Ankara Başbakan Erdoğan, dün, Arena Spor Salonu’nda, Kuzey Ankara Girişi Kentsel Dönüşüm Projesi 1. Etap konutlarının hak sahipleri kura çekimi törenine katıldı. 5 gün boyunca yapılacak kura çekimleri ile yaşayacakları evleri belirlenecek hak sahiplerini tebrik eden Erdoğan, gündemde tartışılan konuları değerlendirdi. Erdoğan, özetle şöyle konuştu:
LANETLİYORUM...
Bu adeta bir ihanettir. Bu saldırı terör örgütünün nasıl bir gözü dönmüşlük içinde olduğunu, masum sivil vatandaşları, gençleri, çocukları, kadınları nasıl insafsızca katledildiğini gözler önüne serdi. Alçakça zihniyeti bir kez daha lanetliyorum.
ESKİ TÜRKİYE DEĞİL
Ne Uludere’deki 34 vatandaşımızın, ne de İstanbul’da, sokak ortasında hunharca katledilen Türkiye Cumhuriyeti vatandaşı Hrant Dink’in davası, hiç kimsenin endişesi olmasın, geçmişte olduğu gibi, Ankara’nın derin dehlizlerinde kaybolmaz, kaybolamaz. Türkiye artık eski Türkiye değil. Hiç kimsenin yaptığı yanına kar kalmaz. Hiçbir tezgah, hiçbir komplo, hiçbir provokasyon gizli kalamaz.
FAİLİ MEÇHUL OLMADI
6 farklı dilde, aynı ezgiyle, aynı duyguyla söylenen Sarı Gelin türküsünü, Şişli’de sıkılan bir kurşun susturamaz. Hükümet olarak yürütme olarak bugüne kadar bizim sorumluluğumuz neyse, biz onu hakkıyla yerine getirmenin gayreti içinde olduk. Bundan sonra da aynı samimi gayreti göstereceğiz. Olay olmuş, 32 saatte faili yakalanmıştır. Bu, yürütmenin bu konu üzerinde ne kadar hassas olduğunu, ne kadar bu işte işi sıkı tuttuğunun bir ifadesidir. Şu anda sağda solda köşelerinde yazı yazanlar yürütmeye konuşurken, hükümetimize konuşurken önce kendilerine bir çeki düzen versinler, ondan sonra konuşsunlar. Bu bir faili meçhul olmamıştır.
FATURA BİZE KESİLEMEZ
Yargı yürütmeye neyi bu noktada isterse, yürütmeden isterse yürütme onu yapar.

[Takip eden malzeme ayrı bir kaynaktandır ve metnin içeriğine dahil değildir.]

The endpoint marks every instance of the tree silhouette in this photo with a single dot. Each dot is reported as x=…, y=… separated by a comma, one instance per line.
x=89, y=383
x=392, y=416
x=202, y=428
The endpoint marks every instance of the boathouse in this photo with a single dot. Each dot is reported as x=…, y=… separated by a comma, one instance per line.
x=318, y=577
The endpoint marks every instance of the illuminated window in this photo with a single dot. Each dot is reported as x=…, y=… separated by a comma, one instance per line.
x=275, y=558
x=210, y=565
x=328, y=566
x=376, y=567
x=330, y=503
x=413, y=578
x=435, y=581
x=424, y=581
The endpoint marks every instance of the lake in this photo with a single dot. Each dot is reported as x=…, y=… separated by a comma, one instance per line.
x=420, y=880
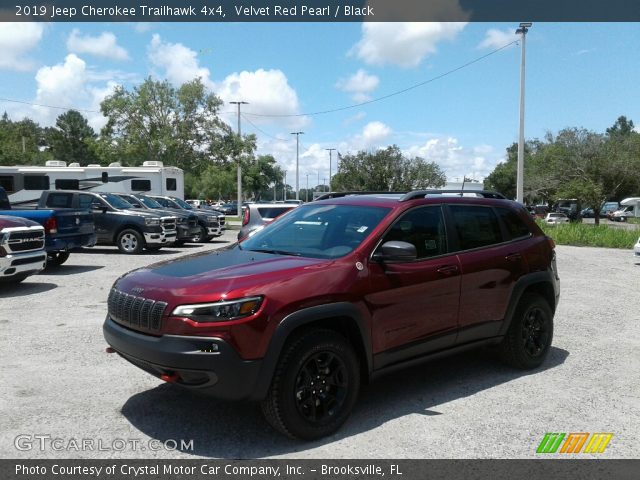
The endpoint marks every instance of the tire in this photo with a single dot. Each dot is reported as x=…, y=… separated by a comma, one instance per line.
x=300, y=407
x=201, y=237
x=130, y=242
x=55, y=259
x=528, y=340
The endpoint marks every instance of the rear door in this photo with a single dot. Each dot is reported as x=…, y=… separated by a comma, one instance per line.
x=490, y=265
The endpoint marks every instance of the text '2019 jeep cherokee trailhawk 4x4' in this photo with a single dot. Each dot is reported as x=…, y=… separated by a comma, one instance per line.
x=337, y=292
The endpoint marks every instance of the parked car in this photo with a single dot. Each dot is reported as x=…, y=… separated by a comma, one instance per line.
x=556, y=218
x=256, y=215
x=116, y=223
x=66, y=228
x=22, y=253
x=210, y=224
x=187, y=223
x=335, y=293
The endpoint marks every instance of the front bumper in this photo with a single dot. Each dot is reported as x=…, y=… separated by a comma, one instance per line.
x=64, y=244
x=160, y=238
x=206, y=364
x=16, y=263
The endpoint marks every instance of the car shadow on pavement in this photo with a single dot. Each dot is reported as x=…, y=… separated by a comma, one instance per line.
x=24, y=288
x=71, y=269
x=237, y=429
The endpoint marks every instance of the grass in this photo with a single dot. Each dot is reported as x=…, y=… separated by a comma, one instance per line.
x=589, y=235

Yapmıyorsa o zaman bütün bu sorumluluğun altına bizzat imzamızı atarak biz gireriz ama bu ülkenin bir yasama yürütme, yargı erki olduğun da herkesin bilmesi lazım. Yeri geldiği zaman ’diktatörlük’, yeri geldiği zaman ’demokrasi’ diyeceksin. O zaman demokraside biz bileceğiz ki kuvvetler ayrılığı prensibi var. Bunun gereği neyse onu yapacağız. İşte biz, bunu yapıyoruz ve yaptık. Hiç kimse ama hiç kimse sanki hükümet yargılama yapıyormuş gibi faturayı hükümete kesme yanlışına düşmemelidir. Yargılama süreçlerini hükümetten bilenler de hata yaparlar. Hükümetin süreçlere müdahale etmesini isteyenler de yanlış yaparlar. AK Parti’nin aklığına temizliğine kimse leke süremez. Dink davasında dosya kapanmamış süreç tamamlanmamıştır. Temyiz aşamasında umuyorum ki yargı şüpheleri giderecek kamu vicdanını rahatlatacak adımları atacaktır.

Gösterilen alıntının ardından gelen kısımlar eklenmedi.